Regression analysis suggested that the overall strength of gBGC among the Leptidea butterflies may depend more on interspecific variation in genome-wide recombination rate rather than differences in Ne. Galtier et al. (2018) also showed a lack of correlation between B and longevity or propagule size (used as proxies for Ne), across a wide sample of animals. We observed that chromosome number (a proxy for genome-wide recombination rate) was positively associated with B after excluding Spa-sin, which has recently experienced a change in karyotype. Galtier, et al. (2018) suggested that B may vary among species due to interspecific differences in transmission bias, c. This observation was supported by a study on honey bees (Apis mellifera) showing a substantial variation in transmission bias at non-crossover gene conversion events (0.10 – 0.15) among different subspecies (Kawakami, et al. 2019). Analyses of non-crossover gene conversion tracts in mice and humans showed that only conversion tracts including a single SNP were GC-biased (Li, et al. 2019). In contrast, the SNP closest to the end of a conversion tract determines the direction of conversion for all SNPs in a tract, in yeast (Lesecque, et al. 2013). Both these studies suggest that the impact of conversion tract length may be more complex than the multiplicative effect on conversion bias assumed in the b = ncr equation. The relative importance of recombination rate, transmission bias and conversion tract length, in divergence of b among populations and species remains to be elucidated.

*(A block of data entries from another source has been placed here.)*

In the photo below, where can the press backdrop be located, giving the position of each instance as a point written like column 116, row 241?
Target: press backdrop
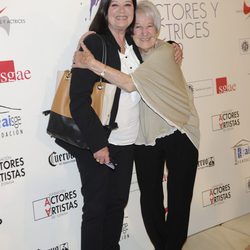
column 39, row 183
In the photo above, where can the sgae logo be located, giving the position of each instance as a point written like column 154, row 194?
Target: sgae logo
column 9, row 74
column 222, row 86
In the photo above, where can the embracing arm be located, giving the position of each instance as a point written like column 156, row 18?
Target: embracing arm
column 85, row 59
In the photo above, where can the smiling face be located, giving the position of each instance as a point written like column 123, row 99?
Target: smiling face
column 145, row 33
column 120, row 15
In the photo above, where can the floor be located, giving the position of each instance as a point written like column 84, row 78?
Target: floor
column 232, row 235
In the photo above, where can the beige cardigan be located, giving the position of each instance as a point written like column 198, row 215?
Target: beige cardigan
column 167, row 101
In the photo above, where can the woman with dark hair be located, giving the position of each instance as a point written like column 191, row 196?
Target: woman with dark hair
column 168, row 132
column 105, row 191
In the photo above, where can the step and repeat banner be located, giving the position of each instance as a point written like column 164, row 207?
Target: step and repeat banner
column 40, row 198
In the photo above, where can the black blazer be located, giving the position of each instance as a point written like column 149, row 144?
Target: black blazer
column 82, row 82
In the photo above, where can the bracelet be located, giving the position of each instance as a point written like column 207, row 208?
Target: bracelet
column 103, row 72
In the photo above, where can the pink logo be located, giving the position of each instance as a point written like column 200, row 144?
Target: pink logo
column 246, row 8
column 222, row 86
column 9, row 74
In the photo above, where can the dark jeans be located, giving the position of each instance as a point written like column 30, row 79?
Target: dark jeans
column 105, row 194
column 181, row 158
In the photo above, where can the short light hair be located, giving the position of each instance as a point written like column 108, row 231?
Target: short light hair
column 150, row 10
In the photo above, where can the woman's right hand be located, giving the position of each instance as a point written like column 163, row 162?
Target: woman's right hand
column 102, row 156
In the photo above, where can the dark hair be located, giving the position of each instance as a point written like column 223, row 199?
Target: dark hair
column 100, row 21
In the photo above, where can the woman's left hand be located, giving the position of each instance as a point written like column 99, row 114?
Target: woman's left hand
column 178, row 55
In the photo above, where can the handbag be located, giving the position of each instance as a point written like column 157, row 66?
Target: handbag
column 61, row 125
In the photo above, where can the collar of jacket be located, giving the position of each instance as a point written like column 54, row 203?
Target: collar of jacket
column 110, row 38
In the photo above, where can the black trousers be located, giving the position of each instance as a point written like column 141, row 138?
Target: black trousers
column 105, row 194
column 181, row 158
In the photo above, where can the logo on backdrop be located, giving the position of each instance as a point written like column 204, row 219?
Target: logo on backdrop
column 241, row 151
column 206, row 163
column 248, row 184
column 125, row 229
column 11, row 169
column 216, row 195
column 63, row 246
column 56, row 159
column 226, row 120
column 202, row 88
column 244, row 46
column 55, row 204
column 10, row 122
column 222, row 86
column 246, row 8
column 187, row 20
column 9, row 74
column 6, row 22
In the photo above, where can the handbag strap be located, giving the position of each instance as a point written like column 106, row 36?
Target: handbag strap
column 112, row 124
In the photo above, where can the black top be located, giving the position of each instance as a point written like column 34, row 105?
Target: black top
column 82, row 82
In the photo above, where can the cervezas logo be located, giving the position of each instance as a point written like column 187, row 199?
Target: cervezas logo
column 8, row 73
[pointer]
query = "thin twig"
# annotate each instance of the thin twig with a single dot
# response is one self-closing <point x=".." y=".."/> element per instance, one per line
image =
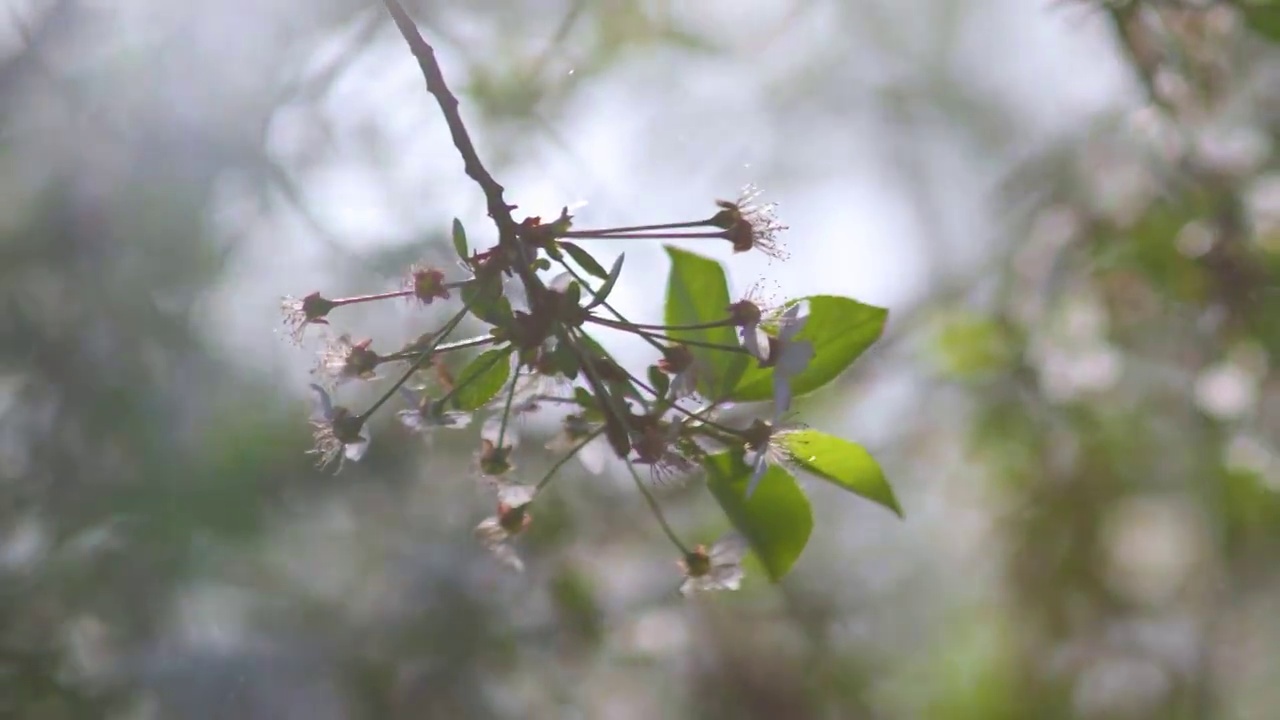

Butterfly population genomics in light of gBGC

Linkage maps for butterflies with high enough resolution to establish whether or not recombination is organized in hotspots is currently lacking (Davey, et al. 2016; Davey, et al. 2017; Halldorsson, et al. 2019). Nevertheless, recombination varies marginally (two-fold) between-but substantially within chromosomes in two species of the Heliconius genus (Davey, et al. 2017). Related to this, chromosome length is negatively correlated to both recombination rate and GC content in H. melpomene (Martin, et al. 2016; Davey, et al. 2017; Martin, et al. 2019), which is a pattern typical of gBGC (Pessia, et al. 2012). The higher GC content at fourfold degenerate (4D) sites on shorter chromosomes in H. melpomene was interpreted to be a consequence of stronger codon usage bias on short chromosomes (Martin, et al. 2016). An alternative explanation is that the higher recombination rate per base pair observed on smaller chromosomes leads to an increased intensity of gBGC and consequently a greater GC content. Galtier et al. (2018) showed significant positive correlation (r = 0.18-0.39) between GC content of the untranslated region and the third codon position in genes of three butterflies. This supports the conclusion that gBGC and possibly variation in mutation bias across the genome, affects codon usage evolution in butterflies. The degree of mutation bias in H. melpomene is unknown (as far as we know), but a λ ≈ 3 is possible given that H. melpomene has a genome-wide GC content of 32.8 % (Challis, et al. 2017), which is similar to the ancestral Leptidea genome and the L. sinapis reference assembly (Talla, et al. 2017; Talla, Johansson, et al. 2019). We conclude that assessment of natural selection using sequence data should also include disentangling the effects of potential confounding factors like gBGC, especially in taxa where this mechanism is prevalent (e.g. Bolívar, et al. 2016; Bolívar, et al. 2018; Pouyet, et al. 2018; Bolívar, et al. 2019).

GC-biased gene conversion, mutation bias and genetic diversity

Many studies have in the recent decades investigated the association between genetic diversity and recombination rate and have in general found a positive relationship (e.g. Begun and Aquadro 1992; Nachman 1997; Kraft, et al. 1998; Cutter and Payseur 2003; Stevison and Noor 2010; Lohmueller, et al. 2011; Rao, et al. 2011; Langley, et al. 2012; Cutter and Payseur 2013; Mugal, et al. 2013; Corbett-Detig, et al. 2015; Wallberg, et al. 2015; Martin, et al. 2016; Pouyet, et al. 2018; Castellano, et al. 2019; Talla, Soler, et al. 2019). Somewhat later, debates on the determinants of so-called GC isochores in mammalian genomes gave rise to much research on the impact of gBGC on sequence evolution (Eyre-Walker 1999; Eyre-Walker and Hurst 2001; Meunier and Duret 2004; Duret, et al. 2006; reviewed in Duret and Galtier 2009). In this study we emphasize that gBGC and the widespread opposing mutation bias may also influence variation in genetic diversity across the genome. This can be considered as an extended neutral null model to which the importance of selective forces can be compared.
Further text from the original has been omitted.